RIT is known for innovation and creativity. In fact, U.S. News & World Report ranked RIT 50th on the list of “Most Innovative Schools” for 2021. What does this mean for you?

It means unprecedented access to vast resources in business, technology, innovation, and design that can only be found at RIT. Through an open and powerful academic architecture, business students share classrooms, labs, and makerspaces with artists, designers, engineers, and computer scientists. By combining your supply chain management degree with courses across all of RIT’s colleges, you can differentiate yourself by pairing your business degree with classes in tech, design thinking, data analytics, computing, communication, statistics, engineering management, and more. All to help you stand out in a competitive job market.

Jobs in Supply Chain Management

With a supply chain management degree, you’ll be well prepared for a range of professional positions in areas such as materials management, warehouse management, project management, exporting and global sourcing of materials, engineering management, business intelligence, negotiations, Lean Six Sigma, and more. It’s an exciting, dynamic, and often global, career where both raw materials and finished products need to be moved around the world. Businesses large and small rely upon efficient supply chains to ensure their businesses runs smoothly. This translates into a vast spectrum of jobs in supply chain management, including transportation manager, financial analyst, buyer, logistics analyst, materials manager, purchasing manager, procurement manager, business intelligence analyst.

Supply Chain Management Career Paths

RIT’s Saunders College of Business offers a range of majors and minors that offer the flexibility to pair your interests and career aspirations in exciting ways that give you the knowledge and expertise you need to enter the dynamic field of supply chain management.

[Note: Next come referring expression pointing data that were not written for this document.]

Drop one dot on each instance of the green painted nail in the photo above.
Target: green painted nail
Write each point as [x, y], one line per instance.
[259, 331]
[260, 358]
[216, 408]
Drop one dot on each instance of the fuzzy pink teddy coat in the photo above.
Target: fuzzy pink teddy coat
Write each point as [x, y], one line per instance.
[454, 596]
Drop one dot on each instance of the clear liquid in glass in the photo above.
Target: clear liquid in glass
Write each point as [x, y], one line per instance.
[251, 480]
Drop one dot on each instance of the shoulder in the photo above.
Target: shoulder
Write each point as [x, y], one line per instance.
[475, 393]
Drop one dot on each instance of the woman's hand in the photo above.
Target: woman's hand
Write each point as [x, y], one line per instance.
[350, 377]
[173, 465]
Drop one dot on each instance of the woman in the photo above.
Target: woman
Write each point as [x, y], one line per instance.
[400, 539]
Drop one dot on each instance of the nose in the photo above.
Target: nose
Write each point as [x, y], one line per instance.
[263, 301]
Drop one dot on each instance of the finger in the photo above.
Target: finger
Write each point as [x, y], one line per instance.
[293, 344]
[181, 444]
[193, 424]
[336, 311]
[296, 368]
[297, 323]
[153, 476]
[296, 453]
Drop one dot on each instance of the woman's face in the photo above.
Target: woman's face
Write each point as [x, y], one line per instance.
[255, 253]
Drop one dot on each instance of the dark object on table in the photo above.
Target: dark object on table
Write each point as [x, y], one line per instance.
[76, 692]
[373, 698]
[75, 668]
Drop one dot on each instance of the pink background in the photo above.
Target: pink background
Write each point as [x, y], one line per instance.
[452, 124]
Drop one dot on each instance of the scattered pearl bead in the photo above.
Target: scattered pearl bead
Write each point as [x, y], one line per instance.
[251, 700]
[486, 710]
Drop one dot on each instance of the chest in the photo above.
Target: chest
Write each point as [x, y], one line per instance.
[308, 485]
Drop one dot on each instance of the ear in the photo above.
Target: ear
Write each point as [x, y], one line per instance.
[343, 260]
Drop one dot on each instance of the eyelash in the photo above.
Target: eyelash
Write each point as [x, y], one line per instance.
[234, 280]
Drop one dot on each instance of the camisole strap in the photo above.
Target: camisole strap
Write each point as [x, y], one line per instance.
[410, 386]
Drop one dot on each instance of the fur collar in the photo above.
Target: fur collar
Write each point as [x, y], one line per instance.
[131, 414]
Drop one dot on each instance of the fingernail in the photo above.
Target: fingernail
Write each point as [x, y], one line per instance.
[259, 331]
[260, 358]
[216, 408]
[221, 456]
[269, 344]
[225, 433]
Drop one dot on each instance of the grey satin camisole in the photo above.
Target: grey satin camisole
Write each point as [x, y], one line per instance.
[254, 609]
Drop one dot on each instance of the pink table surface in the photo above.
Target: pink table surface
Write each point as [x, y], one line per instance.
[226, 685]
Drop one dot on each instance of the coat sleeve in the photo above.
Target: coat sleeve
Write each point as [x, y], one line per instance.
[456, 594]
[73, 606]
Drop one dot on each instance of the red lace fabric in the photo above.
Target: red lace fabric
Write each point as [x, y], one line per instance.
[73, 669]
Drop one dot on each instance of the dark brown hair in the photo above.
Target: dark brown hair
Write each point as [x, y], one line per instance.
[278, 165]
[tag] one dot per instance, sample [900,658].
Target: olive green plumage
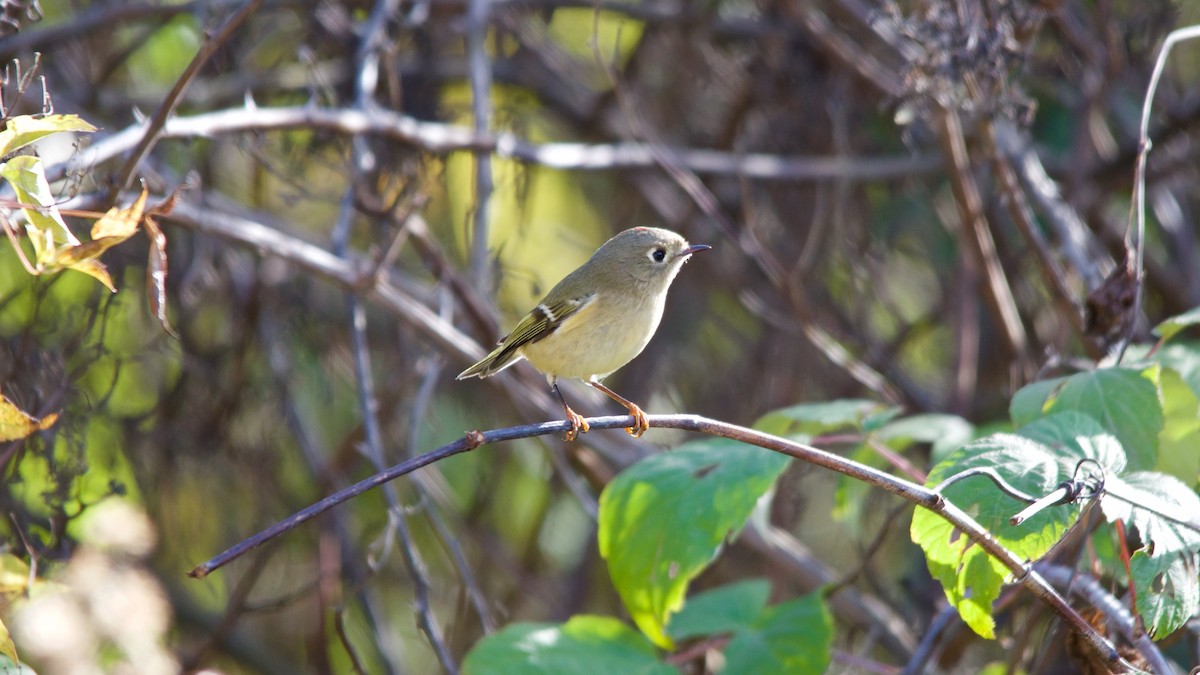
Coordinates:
[598,317]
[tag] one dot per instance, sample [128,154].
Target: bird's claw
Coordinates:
[579,425]
[641,423]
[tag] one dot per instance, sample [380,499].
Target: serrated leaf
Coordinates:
[120,222]
[1168,591]
[23,130]
[583,645]
[665,519]
[1163,511]
[1030,401]
[114,227]
[720,610]
[1179,444]
[1125,400]
[822,417]
[1074,436]
[790,637]
[969,575]
[28,180]
[1171,327]
[16,423]
[1182,357]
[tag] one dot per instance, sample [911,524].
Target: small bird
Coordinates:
[598,317]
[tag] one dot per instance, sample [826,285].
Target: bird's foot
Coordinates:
[640,422]
[579,425]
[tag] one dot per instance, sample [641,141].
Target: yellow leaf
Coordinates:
[23,130]
[120,222]
[16,423]
[71,256]
[7,647]
[95,269]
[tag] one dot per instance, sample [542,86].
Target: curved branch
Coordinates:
[913,493]
[443,138]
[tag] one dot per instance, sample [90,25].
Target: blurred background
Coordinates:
[916,203]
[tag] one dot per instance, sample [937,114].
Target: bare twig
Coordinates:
[916,494]
[977,238]
[443,138]
[1087,587]
[481,108]
[1137,225]
[154,126]
[1051,273]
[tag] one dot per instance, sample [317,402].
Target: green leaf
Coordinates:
[1030,402]
[664,519]
[1182,357]
[1074,436]
[822,417]
[1168,591]
[1179,444]
[720,610]
[969,575]
[791,637]
[1171,327]
[28,180]
[583,645]
[1125,400]
[1165,513]
[23,130]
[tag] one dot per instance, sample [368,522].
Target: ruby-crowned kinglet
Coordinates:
[597,318]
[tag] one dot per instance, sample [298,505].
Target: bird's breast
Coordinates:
[598,340]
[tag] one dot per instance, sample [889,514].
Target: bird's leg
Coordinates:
[577,423]
[640,422]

  • Supply Chain Management BS
    Gain the knowledge you need to manage the flow of goods and services around the world by understanding the logistics, planning, inventory demands, transportation, and execution behind moving products from farms and production facilities to their final destinations in warehouses and stores.
  • Management Information Systems BS
    Technology enhances an organization’s operational efficiency. Through analysis of existing business processes, you will be able to improve and design new information systems that can help add value to an existing product and help managers make crucial decisions. The MIS degree focuses on data analytics, teamwork, leadership skills, customer service, and underlying business theories. 
  • Business Analytics Minor
    A value to any business degree, this minor is designed for students who are interested in learning how data analysis supports business decision making and enhances organizational outcomes.
  • Database Design and Development Minor
    Data and databases are crucial to collecting and storing information gathered by today’s businesses and organizations. Pair with minor with the BS degrees in supply chain management or MIS to gain advanced knowledge in creating, designing, developing, managing, and implementing database systems and data warehouses.
  • Management Information Systems (MIS) Minor
    For those interested in augmenting their degree with knowledge of MIS systems, this minor enhances students’ knowledge of computer-based information systems and how they are used in today's businesses.
  • Supply Chain Management Minor
    For those want to enhance their business or MIS degree with knowledge of supply chain management, this minor will help you develop and implement efficient supplier systems in order to maximize customer value.